Anne van Kesteren

MIME types matter; DOCTYPEs don't

31 July 2004

My point of today, as well as from the last few days and this will probably remain the same in the future is that the distinction between HTML and XHTML is not made in their DOCTYPE, but in their MIME types. Not before I mention that Molly of molly.com asked the following on question on her weblog: DOCTYPES not relevant? In reply to something I said on her weblog, which I already wanted to elaborate here. Not before I tell you why I have been complaining about XHTML a bit. I believe it started with XHTML is invalid HTML and followed up with some weblog comments and other posts some people just couldn't agree with. I don't think there is anything wrong with XHTML, but as long as you have to support Internet Explorer, a crappy CMS or ad software that sucks, you can't use it. To be forward compatible (the argument made most and also a myth I believe) you must have well-formed documents. And being well-formed is tough. Not to mention that XML and therefore any language based on XML (XHTML) is tough. Limpid did make a site for a client that is always well-formed and valid and uses application/xhtml+xml and can be edited by the client (they use IE). In fact, it is number 76 of the X-Philes. But that was before I acknowledged that there aren't any advantages in using XHTML. Especially when you don't have to use MathML or XHTML Ruby. (And even then, if you don't use it heavily you will always have the ability to use the OBJECT element.)

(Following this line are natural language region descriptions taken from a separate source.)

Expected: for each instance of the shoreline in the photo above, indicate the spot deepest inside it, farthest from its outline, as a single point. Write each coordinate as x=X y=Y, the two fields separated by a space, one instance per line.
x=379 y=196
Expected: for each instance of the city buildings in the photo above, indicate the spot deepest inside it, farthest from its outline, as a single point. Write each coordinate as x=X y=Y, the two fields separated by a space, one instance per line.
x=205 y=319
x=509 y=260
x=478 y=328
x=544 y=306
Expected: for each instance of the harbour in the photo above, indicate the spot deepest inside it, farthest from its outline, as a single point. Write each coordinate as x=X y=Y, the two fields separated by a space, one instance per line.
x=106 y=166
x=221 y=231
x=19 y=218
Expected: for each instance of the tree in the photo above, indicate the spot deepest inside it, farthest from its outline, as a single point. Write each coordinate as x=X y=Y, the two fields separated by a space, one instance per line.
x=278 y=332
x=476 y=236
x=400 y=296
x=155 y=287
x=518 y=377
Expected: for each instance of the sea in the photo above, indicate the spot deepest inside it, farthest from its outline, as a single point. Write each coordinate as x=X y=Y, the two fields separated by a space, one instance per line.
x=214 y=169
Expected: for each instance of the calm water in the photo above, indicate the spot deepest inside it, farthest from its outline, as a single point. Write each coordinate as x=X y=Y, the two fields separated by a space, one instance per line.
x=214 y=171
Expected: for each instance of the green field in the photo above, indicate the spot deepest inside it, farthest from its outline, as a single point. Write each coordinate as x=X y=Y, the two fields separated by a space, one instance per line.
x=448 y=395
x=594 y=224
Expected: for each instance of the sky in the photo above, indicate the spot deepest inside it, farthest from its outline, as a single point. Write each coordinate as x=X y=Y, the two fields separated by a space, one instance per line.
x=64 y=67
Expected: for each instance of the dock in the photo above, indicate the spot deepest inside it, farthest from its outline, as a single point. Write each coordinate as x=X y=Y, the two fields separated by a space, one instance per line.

Note that there aren't (m)any semantic differences between HTML and XHTML. They are almost interchangeable as Molly puts it, aside from the MIME types and support that is, obviously.

Back to my point. Whether you use a HTML or an XHTML DOCTYPE, it just doesn't matter as long as you are sending your document as text/html. The browser will treat it as HTML either way, seriously. There is no advantage in using an XHTML DOCTYPE just to keep up with Zeldman ;-) The W3C says to browser makers (Mozilla of course) that they should (ok, not a must but nearly as strong) treat XHTML as (invalid) HTML. You read that correct (again), you are just using tag soup.

The only way to really, really use XHTML is by starting to use the right MIME type for it. The most appropriate MIME is application/xhtml+xml. You can also use application/xml and you'd better avoid using text/xml (for everything), since it has character encoding problems. Only if you are using XHTML in the real way, you can take advantage of it:

Embed MathML directly in the markup, instead of using a separated file embedded with the OBJECT element. (Neither of those works in Internet Explorer, as does none of the XHTML advantages.)
Extending XHTML with other namespaces. You might want to invent some code elements.
Using XML tools (directly) such as XSLT to transform it into XHTML 2.0

Not using XHTML means that you are sending an appropriate and supported format to any browser, HTML. It means you can't use any of the XHTML advantages almost nobody needs and which are not that good supported. Internet Explorer doesn't, for instance.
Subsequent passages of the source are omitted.